Supercouples have permeated the music world for centuries from the Schumanns to Sonny and Cher. All the same, violinist Lisa Batiashvili and François Leleux are no exception. Ms Batiashvili performed her final concert as the New York Philharmonic’s Artist-in-Residence alongside her husband, oboe virtuoso François Leleux, in works by two distinguished organist-composers. Johann Sebastian Bach’s Concerto in C minor for Oboe, Violin and Strings was partnered the U.S. première of Thierry Escaich’s Double Concerto for Oboe, Violin and Orchestra, exhibiting dialogues between the oboe and violin both heartfelt and chaotic. By choosing to compose a piece so dependent on another work, Escaich limits himself in some ways to the future programming of his work. However, by composing an innovative companion piece to an established work from the repertoire in combination with an idea similar to the digital concept of “sampling”, Escaich’s concerto illuminates an innovative compositional process of our information age.
Bach’s Double Concerto in C minor is set inside a dark key center, but a closer look at the solo lines reveals two masterfully braided independent lines. Lifting their eyes off the page, the duo showed an outstanding sense of communication. Mr Leleux’s gaze rarely fell from Ms Batiashvili who performed with such dedicated focus that the underlying intimacy could be seen as well as heard. Mr Leleux’s gestures were often grand, moving precisely with the musical lines and his articulations were consciously diverse in order to change character while maintaining a consistent tone quality. Maestro Alan Gilbert's interpretation of the accompanying strings and continuo was especially unexpected as such subtle transitions from pizzicato to arco would modify the entire musical atmosphere. Far from what would be considered "authentic" performance practice, the orchestra created a variety of characters through unified changes in timbre that transported parts the third movement into territory unknown in Baroque sound. The relinquishment of exact and straightforward interpretation toward the end of the concerto was a welcome prelude to the Escaich to follow.

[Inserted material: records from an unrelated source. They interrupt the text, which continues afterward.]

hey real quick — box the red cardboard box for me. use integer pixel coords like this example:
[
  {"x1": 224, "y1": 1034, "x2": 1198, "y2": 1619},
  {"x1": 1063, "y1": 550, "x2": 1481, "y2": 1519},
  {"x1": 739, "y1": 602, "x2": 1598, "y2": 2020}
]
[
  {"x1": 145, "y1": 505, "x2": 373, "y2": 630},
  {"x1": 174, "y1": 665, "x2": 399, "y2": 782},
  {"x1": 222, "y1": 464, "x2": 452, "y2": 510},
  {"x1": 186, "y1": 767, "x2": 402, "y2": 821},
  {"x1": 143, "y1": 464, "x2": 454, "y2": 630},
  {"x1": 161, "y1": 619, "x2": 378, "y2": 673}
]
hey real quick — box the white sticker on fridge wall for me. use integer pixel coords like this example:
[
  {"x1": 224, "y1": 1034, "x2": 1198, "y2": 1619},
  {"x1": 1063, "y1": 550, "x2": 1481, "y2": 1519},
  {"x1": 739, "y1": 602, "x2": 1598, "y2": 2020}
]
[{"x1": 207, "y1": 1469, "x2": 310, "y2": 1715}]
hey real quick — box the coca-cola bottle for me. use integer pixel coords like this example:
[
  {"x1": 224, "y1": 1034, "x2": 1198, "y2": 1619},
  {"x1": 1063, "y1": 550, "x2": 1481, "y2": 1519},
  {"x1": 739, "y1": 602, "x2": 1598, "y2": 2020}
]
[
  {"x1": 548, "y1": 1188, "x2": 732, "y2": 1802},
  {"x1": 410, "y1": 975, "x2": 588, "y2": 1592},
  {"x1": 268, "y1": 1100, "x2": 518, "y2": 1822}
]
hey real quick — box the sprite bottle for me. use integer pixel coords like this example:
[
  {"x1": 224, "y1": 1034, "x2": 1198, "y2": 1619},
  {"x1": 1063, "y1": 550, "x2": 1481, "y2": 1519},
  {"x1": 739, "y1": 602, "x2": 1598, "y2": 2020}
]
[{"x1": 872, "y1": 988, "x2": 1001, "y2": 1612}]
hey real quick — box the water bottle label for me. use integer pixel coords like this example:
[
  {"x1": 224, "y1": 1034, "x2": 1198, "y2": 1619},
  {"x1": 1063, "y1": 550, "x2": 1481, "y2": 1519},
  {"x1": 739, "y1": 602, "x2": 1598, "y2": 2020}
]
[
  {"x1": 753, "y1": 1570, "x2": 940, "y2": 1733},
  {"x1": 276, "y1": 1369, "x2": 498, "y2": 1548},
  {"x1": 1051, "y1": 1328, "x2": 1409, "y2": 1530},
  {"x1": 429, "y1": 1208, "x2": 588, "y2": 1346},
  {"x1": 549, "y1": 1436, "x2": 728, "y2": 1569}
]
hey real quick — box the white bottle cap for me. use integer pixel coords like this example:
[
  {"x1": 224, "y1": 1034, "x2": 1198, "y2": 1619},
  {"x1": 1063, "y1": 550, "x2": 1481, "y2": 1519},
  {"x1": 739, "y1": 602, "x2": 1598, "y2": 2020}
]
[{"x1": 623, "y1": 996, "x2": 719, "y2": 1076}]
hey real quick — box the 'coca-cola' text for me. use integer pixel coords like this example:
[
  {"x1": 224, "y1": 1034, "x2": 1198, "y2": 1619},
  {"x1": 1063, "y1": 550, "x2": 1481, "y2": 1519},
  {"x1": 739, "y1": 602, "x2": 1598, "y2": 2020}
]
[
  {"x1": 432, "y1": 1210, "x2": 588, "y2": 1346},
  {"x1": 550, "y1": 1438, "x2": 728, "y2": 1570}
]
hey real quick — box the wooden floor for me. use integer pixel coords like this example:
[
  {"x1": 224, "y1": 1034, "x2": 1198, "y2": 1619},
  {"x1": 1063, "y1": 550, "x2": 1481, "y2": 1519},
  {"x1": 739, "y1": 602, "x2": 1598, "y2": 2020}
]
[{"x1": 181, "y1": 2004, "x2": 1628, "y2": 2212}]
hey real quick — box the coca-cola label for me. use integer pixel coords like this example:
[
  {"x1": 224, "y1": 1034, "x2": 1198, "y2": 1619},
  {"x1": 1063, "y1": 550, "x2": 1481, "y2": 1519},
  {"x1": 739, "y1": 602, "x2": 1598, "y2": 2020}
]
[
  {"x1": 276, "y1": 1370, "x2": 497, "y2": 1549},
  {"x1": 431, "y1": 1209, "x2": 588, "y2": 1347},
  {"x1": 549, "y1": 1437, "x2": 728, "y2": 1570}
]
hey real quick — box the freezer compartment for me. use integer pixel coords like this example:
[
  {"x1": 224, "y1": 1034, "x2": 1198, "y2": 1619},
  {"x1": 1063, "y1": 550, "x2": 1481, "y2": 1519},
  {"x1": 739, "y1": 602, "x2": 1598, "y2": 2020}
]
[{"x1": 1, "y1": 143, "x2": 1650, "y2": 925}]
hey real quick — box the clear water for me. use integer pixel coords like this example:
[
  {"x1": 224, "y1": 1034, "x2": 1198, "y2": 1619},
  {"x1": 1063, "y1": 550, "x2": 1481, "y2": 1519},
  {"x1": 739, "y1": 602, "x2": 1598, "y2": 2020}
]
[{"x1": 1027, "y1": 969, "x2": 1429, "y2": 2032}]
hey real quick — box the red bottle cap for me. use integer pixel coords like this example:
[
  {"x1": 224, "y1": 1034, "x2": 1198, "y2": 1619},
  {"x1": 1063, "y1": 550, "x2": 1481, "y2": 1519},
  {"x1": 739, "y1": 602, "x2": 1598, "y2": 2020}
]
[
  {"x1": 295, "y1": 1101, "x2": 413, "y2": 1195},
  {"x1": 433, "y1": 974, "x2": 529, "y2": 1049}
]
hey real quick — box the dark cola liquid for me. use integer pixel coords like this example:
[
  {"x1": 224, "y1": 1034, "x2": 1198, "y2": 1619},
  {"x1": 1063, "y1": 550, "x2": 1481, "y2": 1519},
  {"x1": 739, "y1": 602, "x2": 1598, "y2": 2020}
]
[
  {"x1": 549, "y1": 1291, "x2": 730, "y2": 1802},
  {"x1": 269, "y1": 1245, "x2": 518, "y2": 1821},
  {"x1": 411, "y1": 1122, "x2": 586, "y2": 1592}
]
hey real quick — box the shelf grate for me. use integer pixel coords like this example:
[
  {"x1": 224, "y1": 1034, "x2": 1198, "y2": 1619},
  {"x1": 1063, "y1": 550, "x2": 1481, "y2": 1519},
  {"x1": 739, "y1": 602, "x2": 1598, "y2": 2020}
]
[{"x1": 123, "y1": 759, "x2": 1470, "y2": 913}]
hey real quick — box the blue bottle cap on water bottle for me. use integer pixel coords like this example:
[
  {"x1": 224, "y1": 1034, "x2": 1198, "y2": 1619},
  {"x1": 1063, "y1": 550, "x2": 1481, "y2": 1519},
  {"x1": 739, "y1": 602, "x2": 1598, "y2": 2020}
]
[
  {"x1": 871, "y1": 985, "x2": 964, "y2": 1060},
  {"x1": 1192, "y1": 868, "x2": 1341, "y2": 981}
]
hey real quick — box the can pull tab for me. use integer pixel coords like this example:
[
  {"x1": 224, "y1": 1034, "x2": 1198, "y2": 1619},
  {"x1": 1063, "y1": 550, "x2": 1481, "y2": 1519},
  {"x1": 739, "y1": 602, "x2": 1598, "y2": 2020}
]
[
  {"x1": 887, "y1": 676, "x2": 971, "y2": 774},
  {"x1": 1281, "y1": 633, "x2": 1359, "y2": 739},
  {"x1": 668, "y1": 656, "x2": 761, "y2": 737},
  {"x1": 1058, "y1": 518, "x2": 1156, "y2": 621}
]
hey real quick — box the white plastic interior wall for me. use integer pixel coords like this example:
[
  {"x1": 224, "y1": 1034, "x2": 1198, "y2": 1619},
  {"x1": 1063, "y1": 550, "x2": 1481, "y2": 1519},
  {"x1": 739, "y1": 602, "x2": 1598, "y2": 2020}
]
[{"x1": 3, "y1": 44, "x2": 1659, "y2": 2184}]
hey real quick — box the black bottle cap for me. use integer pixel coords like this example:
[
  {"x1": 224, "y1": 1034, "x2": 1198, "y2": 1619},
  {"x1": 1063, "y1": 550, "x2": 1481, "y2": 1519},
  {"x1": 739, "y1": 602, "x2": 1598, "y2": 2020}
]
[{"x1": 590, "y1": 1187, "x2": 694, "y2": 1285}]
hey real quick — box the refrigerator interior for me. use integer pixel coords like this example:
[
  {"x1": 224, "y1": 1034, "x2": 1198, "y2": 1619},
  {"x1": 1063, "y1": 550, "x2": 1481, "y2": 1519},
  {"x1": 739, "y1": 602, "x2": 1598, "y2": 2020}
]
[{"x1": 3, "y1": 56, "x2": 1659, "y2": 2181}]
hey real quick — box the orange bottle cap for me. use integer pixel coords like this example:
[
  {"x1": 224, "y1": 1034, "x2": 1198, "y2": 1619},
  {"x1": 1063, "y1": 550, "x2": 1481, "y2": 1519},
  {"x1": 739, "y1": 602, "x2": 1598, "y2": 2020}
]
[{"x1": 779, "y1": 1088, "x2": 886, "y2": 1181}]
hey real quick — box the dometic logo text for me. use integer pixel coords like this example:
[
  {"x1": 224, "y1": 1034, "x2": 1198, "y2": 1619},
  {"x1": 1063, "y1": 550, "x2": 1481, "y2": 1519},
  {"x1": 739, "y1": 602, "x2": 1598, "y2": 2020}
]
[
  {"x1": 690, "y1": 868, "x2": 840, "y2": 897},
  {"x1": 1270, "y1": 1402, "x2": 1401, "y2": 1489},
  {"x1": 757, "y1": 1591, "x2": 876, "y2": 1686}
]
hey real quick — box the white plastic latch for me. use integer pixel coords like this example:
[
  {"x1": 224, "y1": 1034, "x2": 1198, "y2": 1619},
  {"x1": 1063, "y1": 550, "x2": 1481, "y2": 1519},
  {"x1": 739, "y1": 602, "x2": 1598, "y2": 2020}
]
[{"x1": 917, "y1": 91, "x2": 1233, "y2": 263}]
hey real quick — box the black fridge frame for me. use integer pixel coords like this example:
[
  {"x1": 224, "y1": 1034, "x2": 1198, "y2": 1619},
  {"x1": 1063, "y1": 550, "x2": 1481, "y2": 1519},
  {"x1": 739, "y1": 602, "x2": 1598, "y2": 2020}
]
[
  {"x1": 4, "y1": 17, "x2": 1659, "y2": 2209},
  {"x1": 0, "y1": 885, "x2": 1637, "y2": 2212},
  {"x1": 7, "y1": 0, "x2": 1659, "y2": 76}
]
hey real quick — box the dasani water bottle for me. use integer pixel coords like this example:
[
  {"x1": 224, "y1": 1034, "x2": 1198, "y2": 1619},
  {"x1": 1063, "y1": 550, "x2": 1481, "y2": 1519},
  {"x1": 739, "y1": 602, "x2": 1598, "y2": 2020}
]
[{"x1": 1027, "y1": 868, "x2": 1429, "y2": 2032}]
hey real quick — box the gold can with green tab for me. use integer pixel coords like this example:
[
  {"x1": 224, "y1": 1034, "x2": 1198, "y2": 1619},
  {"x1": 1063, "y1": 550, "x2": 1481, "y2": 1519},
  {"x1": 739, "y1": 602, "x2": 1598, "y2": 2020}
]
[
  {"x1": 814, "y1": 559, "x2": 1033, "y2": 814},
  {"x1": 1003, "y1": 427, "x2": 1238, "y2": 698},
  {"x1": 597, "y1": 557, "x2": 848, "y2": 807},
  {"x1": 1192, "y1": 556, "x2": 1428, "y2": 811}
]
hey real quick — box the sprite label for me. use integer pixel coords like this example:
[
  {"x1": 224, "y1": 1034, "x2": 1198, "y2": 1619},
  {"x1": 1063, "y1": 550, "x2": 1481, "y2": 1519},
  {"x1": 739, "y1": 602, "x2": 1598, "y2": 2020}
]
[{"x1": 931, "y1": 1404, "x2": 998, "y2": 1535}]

Thierry Escaich, France's foremost organ virtuoso, took Bach's framework and created a new concerto with the idea of transformation in mind. Escaich's Double Concerto introduces a conversation different from Bach's, one more strident and complex in regards to instrumentation and narrative. Here, the soloists found themselves less focused on one another and more focused on counting the mixed meters. The two solo lines begin by chasing after one another, first introducing a fragment of Bach's final movement and diluting into the composer’s own thoughts like a dreamy hallucination. The almost mathematical decision to begin with a sample of the Bach’s third movement in Escaich’s first movement suggests the composer hitting rewind to reverse the flow of energy from the preceding concerto.